Speed Dating Experiment
Valentine's day is fast approaching and those who are in a relationship might start thinking about plans. For those who are not as lucky, read on! Today's guest blogger, Today's guest blogger, Toshi Takeuchi, explores how you can be successful at speed dating events through data.
Contents
- Speed Dating Dataset
- What Participants Looked For In the Opposite Sex
- Were They Able to Find Matches?
- Do You Get More Matches If You Make More Requests?
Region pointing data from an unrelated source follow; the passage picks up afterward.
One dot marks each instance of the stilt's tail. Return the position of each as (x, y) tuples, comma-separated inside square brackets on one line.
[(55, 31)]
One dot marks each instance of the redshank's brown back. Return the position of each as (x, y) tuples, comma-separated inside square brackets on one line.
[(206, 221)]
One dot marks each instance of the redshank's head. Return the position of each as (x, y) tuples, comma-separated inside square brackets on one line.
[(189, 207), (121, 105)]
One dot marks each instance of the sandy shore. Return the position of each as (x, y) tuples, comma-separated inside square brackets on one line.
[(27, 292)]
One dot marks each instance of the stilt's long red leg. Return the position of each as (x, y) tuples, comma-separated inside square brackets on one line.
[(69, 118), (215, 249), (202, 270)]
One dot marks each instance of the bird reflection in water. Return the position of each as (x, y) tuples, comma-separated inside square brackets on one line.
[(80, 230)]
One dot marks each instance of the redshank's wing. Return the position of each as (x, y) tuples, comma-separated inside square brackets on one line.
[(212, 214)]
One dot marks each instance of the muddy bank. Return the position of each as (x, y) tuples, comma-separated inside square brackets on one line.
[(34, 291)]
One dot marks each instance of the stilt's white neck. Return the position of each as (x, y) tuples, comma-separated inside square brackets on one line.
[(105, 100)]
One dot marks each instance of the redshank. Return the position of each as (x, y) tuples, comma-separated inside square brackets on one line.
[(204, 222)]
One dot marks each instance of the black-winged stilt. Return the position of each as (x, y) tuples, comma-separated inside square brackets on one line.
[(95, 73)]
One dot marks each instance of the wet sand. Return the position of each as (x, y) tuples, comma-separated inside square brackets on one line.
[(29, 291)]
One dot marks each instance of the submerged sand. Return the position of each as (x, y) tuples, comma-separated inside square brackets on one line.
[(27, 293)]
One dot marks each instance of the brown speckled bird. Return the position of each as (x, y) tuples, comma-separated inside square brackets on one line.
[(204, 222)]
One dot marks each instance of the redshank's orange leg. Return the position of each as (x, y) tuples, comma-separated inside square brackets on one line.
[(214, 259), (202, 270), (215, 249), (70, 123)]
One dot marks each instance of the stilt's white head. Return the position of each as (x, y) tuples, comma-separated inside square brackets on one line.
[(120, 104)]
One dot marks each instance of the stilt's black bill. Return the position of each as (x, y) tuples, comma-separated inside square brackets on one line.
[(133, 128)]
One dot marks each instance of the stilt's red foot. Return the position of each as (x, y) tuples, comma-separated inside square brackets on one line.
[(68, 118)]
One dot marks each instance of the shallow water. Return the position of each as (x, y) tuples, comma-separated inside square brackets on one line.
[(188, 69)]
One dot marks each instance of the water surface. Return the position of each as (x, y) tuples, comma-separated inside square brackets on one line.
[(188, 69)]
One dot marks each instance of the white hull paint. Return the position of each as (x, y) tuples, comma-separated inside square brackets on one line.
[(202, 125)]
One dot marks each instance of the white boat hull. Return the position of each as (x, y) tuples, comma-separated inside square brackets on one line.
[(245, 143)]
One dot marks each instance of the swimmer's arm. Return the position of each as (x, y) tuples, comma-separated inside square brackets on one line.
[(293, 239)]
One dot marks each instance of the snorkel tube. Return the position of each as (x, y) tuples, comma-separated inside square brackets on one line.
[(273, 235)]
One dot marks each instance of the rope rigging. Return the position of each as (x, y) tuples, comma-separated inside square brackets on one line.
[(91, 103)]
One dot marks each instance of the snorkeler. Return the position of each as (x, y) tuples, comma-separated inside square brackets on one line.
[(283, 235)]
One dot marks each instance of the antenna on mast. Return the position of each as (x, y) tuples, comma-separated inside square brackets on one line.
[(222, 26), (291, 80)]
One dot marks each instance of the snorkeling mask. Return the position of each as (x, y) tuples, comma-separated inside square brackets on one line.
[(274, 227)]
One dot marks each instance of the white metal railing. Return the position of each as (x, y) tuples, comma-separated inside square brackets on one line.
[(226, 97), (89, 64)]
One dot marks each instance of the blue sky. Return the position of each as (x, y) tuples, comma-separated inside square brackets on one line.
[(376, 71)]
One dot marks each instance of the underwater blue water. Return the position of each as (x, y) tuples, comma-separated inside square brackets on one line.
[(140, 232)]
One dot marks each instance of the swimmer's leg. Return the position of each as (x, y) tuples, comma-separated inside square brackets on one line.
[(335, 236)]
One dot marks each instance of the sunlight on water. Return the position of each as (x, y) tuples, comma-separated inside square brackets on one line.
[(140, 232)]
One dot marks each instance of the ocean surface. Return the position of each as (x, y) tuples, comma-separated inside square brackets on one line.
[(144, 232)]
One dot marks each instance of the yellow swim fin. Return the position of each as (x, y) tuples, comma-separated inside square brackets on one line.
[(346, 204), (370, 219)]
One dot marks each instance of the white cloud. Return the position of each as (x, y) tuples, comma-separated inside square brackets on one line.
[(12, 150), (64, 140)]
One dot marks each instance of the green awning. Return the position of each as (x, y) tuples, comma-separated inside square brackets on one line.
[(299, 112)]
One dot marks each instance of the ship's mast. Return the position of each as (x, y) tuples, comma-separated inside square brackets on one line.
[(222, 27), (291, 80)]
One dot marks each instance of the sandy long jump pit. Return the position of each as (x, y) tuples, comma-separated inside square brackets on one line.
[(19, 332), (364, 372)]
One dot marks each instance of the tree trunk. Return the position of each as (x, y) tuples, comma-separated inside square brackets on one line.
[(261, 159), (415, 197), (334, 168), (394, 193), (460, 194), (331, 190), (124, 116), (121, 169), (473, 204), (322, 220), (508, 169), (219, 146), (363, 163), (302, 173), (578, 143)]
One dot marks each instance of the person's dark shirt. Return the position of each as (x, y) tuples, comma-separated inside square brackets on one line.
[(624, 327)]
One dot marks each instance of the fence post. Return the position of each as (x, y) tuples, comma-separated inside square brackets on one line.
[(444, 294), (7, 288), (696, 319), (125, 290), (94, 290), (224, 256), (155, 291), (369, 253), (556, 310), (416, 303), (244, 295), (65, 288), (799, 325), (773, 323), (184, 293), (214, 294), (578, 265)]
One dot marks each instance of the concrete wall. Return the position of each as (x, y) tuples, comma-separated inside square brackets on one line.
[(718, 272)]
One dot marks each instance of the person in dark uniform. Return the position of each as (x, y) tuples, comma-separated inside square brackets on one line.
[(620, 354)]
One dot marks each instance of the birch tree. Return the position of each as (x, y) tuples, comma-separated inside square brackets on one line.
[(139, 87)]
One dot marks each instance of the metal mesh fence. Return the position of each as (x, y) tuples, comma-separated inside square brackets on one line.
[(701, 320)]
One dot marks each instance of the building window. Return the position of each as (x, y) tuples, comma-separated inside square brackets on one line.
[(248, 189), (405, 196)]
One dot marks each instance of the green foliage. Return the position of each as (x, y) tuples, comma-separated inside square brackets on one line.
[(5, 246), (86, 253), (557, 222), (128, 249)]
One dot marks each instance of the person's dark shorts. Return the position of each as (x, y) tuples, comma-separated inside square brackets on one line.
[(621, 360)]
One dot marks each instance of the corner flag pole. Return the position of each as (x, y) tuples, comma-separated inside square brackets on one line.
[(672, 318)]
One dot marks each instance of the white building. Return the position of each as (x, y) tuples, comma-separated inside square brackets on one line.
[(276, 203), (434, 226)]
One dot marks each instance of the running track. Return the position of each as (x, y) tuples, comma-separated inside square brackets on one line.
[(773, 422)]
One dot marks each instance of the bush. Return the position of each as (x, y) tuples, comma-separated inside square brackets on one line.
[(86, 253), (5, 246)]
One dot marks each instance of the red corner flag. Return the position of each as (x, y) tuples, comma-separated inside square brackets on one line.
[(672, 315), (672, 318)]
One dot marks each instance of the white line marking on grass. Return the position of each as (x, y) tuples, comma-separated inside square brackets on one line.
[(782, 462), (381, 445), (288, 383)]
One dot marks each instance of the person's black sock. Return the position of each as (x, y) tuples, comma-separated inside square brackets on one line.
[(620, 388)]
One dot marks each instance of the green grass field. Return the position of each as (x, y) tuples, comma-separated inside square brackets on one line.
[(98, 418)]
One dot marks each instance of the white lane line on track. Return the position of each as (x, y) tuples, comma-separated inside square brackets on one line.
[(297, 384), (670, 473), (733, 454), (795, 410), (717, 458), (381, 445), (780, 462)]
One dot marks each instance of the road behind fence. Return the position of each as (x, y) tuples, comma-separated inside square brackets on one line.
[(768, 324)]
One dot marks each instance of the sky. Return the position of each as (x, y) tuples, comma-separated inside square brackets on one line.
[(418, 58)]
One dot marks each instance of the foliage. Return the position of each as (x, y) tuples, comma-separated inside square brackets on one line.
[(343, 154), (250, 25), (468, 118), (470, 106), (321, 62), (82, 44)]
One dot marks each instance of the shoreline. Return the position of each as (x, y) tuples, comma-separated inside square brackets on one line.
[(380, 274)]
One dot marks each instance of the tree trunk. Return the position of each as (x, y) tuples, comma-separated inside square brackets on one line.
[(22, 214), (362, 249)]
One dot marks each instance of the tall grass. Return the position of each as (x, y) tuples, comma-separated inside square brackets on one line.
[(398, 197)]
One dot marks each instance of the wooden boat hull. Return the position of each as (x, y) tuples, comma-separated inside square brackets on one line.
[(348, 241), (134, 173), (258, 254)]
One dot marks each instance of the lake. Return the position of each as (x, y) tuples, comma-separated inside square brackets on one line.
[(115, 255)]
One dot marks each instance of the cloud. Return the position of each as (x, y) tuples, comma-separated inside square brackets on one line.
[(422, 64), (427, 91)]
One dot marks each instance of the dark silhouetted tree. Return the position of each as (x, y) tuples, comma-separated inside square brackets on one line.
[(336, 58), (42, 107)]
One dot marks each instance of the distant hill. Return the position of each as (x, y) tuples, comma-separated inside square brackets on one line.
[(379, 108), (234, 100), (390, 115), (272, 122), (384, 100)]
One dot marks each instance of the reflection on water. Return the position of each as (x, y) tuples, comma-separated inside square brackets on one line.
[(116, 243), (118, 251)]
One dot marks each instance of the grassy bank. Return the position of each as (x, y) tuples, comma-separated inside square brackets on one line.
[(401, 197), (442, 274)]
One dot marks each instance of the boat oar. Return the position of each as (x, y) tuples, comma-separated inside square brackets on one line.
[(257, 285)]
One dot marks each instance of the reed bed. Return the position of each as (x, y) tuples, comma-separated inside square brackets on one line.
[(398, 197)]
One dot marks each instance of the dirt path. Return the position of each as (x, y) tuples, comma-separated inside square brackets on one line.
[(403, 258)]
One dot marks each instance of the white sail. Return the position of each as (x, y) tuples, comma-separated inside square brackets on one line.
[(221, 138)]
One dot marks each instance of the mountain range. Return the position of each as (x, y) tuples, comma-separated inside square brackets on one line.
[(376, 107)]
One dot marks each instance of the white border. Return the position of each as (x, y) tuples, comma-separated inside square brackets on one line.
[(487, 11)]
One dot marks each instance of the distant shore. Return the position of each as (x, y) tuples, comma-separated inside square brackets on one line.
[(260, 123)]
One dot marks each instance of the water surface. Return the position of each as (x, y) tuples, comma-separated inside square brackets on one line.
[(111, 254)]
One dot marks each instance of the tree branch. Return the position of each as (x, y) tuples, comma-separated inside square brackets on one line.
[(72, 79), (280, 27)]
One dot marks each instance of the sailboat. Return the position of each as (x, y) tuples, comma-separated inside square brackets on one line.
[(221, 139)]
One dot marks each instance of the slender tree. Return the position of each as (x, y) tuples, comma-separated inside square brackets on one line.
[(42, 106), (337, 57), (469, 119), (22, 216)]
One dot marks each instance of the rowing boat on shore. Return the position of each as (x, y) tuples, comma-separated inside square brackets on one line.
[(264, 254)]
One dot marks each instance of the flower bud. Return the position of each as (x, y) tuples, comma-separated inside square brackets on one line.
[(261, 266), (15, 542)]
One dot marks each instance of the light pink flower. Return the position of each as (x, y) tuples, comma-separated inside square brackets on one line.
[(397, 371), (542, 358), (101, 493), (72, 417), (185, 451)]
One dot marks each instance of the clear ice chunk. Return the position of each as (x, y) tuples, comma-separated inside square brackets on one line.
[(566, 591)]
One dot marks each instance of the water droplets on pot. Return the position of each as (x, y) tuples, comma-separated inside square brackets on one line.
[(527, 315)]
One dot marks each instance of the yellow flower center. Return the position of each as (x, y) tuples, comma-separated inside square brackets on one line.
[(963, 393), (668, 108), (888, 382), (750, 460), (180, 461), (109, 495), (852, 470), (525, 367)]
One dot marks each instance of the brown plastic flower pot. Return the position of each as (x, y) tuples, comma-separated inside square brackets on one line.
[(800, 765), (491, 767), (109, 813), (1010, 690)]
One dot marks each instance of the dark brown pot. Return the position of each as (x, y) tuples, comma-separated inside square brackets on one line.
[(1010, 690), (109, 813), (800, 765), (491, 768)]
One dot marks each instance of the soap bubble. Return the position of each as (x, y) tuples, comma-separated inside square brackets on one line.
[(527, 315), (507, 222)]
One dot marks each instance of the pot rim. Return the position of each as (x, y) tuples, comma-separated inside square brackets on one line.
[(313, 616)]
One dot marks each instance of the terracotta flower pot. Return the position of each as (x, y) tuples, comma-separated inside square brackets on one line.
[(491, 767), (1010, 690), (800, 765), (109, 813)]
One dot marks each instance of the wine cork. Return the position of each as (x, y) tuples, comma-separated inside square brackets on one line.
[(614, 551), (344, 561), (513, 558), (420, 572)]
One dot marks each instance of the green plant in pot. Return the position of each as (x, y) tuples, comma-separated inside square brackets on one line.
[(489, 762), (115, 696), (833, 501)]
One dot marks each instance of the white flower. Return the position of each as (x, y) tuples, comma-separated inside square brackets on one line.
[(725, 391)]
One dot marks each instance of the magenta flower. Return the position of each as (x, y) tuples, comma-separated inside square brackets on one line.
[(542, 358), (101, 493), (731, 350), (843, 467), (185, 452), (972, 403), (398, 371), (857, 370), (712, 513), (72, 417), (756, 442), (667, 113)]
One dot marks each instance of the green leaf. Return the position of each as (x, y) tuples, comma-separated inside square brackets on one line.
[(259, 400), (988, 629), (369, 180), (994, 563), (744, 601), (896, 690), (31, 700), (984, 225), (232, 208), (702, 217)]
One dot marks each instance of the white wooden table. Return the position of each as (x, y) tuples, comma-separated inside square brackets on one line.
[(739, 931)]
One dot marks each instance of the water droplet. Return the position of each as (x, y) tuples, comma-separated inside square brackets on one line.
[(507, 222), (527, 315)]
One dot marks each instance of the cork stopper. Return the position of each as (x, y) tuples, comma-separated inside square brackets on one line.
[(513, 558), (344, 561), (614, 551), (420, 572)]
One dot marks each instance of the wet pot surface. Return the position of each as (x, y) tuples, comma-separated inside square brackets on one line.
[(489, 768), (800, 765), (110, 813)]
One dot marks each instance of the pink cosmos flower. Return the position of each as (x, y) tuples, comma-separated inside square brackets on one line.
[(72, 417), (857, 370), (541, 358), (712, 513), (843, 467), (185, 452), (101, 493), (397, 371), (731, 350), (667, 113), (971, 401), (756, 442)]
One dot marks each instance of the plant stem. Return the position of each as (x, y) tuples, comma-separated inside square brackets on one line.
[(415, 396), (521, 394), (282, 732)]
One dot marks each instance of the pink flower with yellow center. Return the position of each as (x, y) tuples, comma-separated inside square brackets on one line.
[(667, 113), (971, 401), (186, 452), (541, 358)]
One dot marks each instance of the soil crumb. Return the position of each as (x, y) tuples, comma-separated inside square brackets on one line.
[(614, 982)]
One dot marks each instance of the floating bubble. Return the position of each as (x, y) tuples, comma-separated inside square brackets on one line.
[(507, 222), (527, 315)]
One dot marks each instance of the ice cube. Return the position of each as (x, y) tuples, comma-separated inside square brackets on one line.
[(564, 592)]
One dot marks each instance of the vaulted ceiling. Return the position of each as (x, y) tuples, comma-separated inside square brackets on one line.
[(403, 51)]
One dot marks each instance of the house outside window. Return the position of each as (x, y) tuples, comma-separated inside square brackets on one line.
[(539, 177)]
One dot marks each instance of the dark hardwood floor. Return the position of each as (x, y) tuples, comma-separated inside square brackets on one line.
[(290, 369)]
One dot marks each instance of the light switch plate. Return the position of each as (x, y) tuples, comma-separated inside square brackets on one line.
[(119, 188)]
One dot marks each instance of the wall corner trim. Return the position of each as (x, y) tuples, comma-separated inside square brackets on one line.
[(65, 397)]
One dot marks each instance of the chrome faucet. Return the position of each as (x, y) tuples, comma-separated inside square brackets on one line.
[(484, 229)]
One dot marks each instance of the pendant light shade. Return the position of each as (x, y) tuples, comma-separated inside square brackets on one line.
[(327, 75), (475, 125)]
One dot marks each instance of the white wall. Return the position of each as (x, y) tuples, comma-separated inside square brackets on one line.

- Decision to Say Yes for Second Date
- Factors Influencing the Decision
- Validatng the Model with the Holdout Set
- Relative Attractiveness
- Are We Good at Assessing Our Own Attractiveness?
- Attractiveness is in the Eye of the Beholder
- Modesty is the Key to Success
- Summary
Speed Dating Dataset
I recently came across an interesting Kaggle dataset Speed Dating Experiment - What attributes influence the selection of a romantic partner?. I never experienced speed dating, so I got curious.
The data comes from a series of heterosexual speed dating experiements at Columbia University from 2002-2004. In these experiments, you each met all of you opposite-sex participants for four minutes. The number of the first dates varied by the event - on average there were 15, but it could be as few as 5 or as many as 22. Then you were asked if you would like to meet any of them again. You also provided ratings on six attributes about your dates:
- Attractiveness
- Sincerity
- Intelligence
- Fun
- Ambition
- Shared Interests
The dataset also includes participants' preferences on those attributes at various point in the process, along with other demographic information.
opts = detectImportOptions('Speed Dating Data.csv'); % set import options opts.VariableTypes([9,38,50:end]) = {'double'}; % treat as double opts.VariableTypes([35,49]) = {'categorical'}; % treat as categorical csv = readtable('Speed Dating Data.csv', opts); % import data csv.tuition = str2double(csv.tuition); % convert to double csv.zipcode = str2double(csv.zipcode); % convert to double csv.income = str2double(csv.income); % convert to double
What Participants Looked For In the Opposite Sex
The participants filled out survey questions when they signed up, including what they were looking for in the opposite sex and what they thought others of their own gender looked for. If you take the mean ratings and then subtract the self-rating from the peer rating, you see that participants thought others were more into looks while they were also into sincerity and intelligence. Sounds a bit biased. We will see how they actually made decisions.
vars = csv.Properties.VariableNames; % get var names [G, res] = findgroups(csv(:,{'iid','gender'})); % group by id and gender [~,idx,~] = unique(G); % get unique indices pref = table2array(csv(idx,contains(vars,'1_1'))); % subset pref as array pref(isnan(pref)) = 0; % replace NaN with 0 pref1_1 = pref ./ sum(pref,2) * 100; % convert to 100-pt alloc pref = table2array(csv(idx,contains(vars,'4_1'))); % subset pref as array pref(isnan(pref)) = 0; % replace NaN with 0 pref4_1 = pref ./ sum(pref,2) * 100; % convert to 100-pt alloc labels = {'attr','sinc','intel','fun','amb','shar'}; % attributes figure % new figure b = bar([mean(pref4_1(res.gender == 1,:),'omitnan') - ... % bar plot mean(pref1_1(res.gender == 1,:),'omitnan'); ... mean(pref4_1(res.gender == 0,:),'omitnan') - ... mean(pref1_1(res.gender == 0,:),'omitnan')]'); b(1).FaceColor = [0 .45 .74]; b(2).FaceColor = [.85 .33 .1]; % change face color b(1).FaceAlpha = 0.6; b(2).FaceAlpha = 0.6; % change face alpha title('What Peers Look For More Than You Do in the Opposite Sex?') % add title xticklabels(labels) % label bars ylabel('Differences in Mean Ratings - Peers vs Self') % y axis label legend('Men','Women') % add legend
Were They Able to Find Matches?
Let's first find out how successful those speed dating events were. If both you and your partner request another date after the first one, then you have a match. What percentage of initial dates resulted in matches?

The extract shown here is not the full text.